When designing a site to promote a product for a male audience, the pendulum swings the other way. Brands and agencies have a tendency to “overmanify” sites and marketing campaigns that promote products for men.

For instance, Dr. Pepper 10 is a low calorie soda. In order to market to men the commercial are “overmanified” with phrases like “10 manly calories” and boldly declarations that the soda is “not for women.”

The presenters pointed out that women make up the vast majority of diet soda drinkers and this approach will alienate them, as well as men who may feel the messaging is too stereotypical. They suggested a more gender-neutral approach, which would have wider appeal.

When designing for women avoid myths, stereotypes, and assumptions. One myth is that women do not play video games. The truth is that 75% of casual gamers are women. They tend to be less likely to play a game all day than men, seeking shorter gaming experiences especially on mobile devices.

To avoid stereotypes- check if your site passes the Buchannan test. Do the site images feature women outside of the home? Are images restricted to women in a mother role? Are women featured doing yoga?  Then that is a fail.

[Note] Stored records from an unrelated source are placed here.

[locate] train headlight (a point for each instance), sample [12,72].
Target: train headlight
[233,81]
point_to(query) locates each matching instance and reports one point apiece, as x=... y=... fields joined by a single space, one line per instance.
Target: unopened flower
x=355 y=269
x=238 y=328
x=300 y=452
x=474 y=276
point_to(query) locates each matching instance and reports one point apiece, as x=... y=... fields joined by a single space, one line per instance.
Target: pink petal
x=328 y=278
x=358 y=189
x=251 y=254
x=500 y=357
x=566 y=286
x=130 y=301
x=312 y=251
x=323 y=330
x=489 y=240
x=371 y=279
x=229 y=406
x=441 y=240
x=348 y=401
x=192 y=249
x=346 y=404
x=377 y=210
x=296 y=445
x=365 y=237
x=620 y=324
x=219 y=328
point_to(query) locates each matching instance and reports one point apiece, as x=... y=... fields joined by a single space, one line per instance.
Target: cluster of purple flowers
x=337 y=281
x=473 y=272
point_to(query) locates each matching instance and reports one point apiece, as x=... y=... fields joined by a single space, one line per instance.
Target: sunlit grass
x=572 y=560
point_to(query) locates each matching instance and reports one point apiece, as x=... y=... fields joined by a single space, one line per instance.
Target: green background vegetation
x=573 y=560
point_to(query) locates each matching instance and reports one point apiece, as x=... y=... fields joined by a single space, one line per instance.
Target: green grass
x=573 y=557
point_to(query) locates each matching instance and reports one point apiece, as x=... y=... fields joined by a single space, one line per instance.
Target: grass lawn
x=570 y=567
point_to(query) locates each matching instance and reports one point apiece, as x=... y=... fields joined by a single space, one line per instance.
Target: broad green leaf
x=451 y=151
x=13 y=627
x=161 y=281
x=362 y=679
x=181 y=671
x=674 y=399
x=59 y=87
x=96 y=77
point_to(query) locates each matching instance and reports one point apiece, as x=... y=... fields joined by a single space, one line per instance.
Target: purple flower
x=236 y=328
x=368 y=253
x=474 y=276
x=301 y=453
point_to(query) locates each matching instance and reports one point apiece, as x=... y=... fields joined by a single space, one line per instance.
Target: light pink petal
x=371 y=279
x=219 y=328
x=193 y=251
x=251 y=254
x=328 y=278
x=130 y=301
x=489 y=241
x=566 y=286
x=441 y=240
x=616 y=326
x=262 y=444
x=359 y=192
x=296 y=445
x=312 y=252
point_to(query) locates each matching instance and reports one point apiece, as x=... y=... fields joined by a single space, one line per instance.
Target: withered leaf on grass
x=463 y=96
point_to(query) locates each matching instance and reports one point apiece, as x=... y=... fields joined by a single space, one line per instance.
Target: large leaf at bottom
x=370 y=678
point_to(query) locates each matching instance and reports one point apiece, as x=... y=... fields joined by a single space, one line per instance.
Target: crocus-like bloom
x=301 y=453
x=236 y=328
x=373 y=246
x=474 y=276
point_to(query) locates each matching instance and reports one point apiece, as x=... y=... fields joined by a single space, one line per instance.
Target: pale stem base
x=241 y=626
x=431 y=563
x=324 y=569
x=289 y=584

By focusing on other activities, brands and agencies can make a stronger connection with women. Stock images of women laughing while they eat salad are just not relatable. Brands and agencies also frequently feature women smiling while doing yoga when promoting an active lifestyle or healthy living brand, women are less likely to be featured playing golf, tennis or running.

Another common myth is that women only take care of children. Women take care of many people other than children. By making social sharing prominent on a site, this encourages sharing of site information. Women take on a care giving role with adult parents, siblings, co-workers and friends.  They are often researching products and services for others than themselves. Women do not just stay at home with children all day, even if a woman is a stay at home mom she has connections and activities outside of the home. Women will relate to sites that feature women in all the roles they assume, including but not limited to motherhood.

For instance, women often use social sharing to send potential purchases to spouses and friends for approval before they finalize a purchase. By making social sharing prominent on a site, sales increase.

Agencies and brands should put themselves in the shoes of their user. Even if the user is of the opposite gender.

The presenters also discussed visible vs. transparent design. Visible design is obviously geared towards one gender. Such a site can have a gender specific color scheme and copy without worrying about alienating the other gender, since the product is only used by one gender.

The panel used the Gillette Venus razor for women as an example. The product was specifically designed to be used by women in the shower and on legs. The razor was not designed to be used by men for facial shaving, therefore the site’s feminine color scheme and design works.

Transparent design should be used to promote a product that may be used by either gender, even if it is typically used by one gender. Transparent design doesn’t overtly tout one gender. The panel put forward the example of the Nintendo Wii. This product was marketed in a gender-neutral fashion. The imagery includes women, men and children and has been a hit among families.

When designing for women, web developers and even product developers focus on color. Instead of turning a site pink, concentrate on creating a great user experience. Women have a low tolerance for bad design and will abandon a site that they find frustrating.

The panel explained that while men will spend time trying to “conquer” sites or products that take time to figure out, women will not because they are busier and spend more time taking care of others in their life.

Women are also more interested in product descriptions that are direct and inform her of what task the product accomplishes or what benefit it will have to her life or the lives of people she cares about, rather than a list of product specs. Craft product narrative around product features and user benefits instead of specs.

Answering the question, How to design products for women, is a tough one, but a fair one. Final thought from the panel: rather than making beer pink, ask women why they don’t drink beer then design against your findings.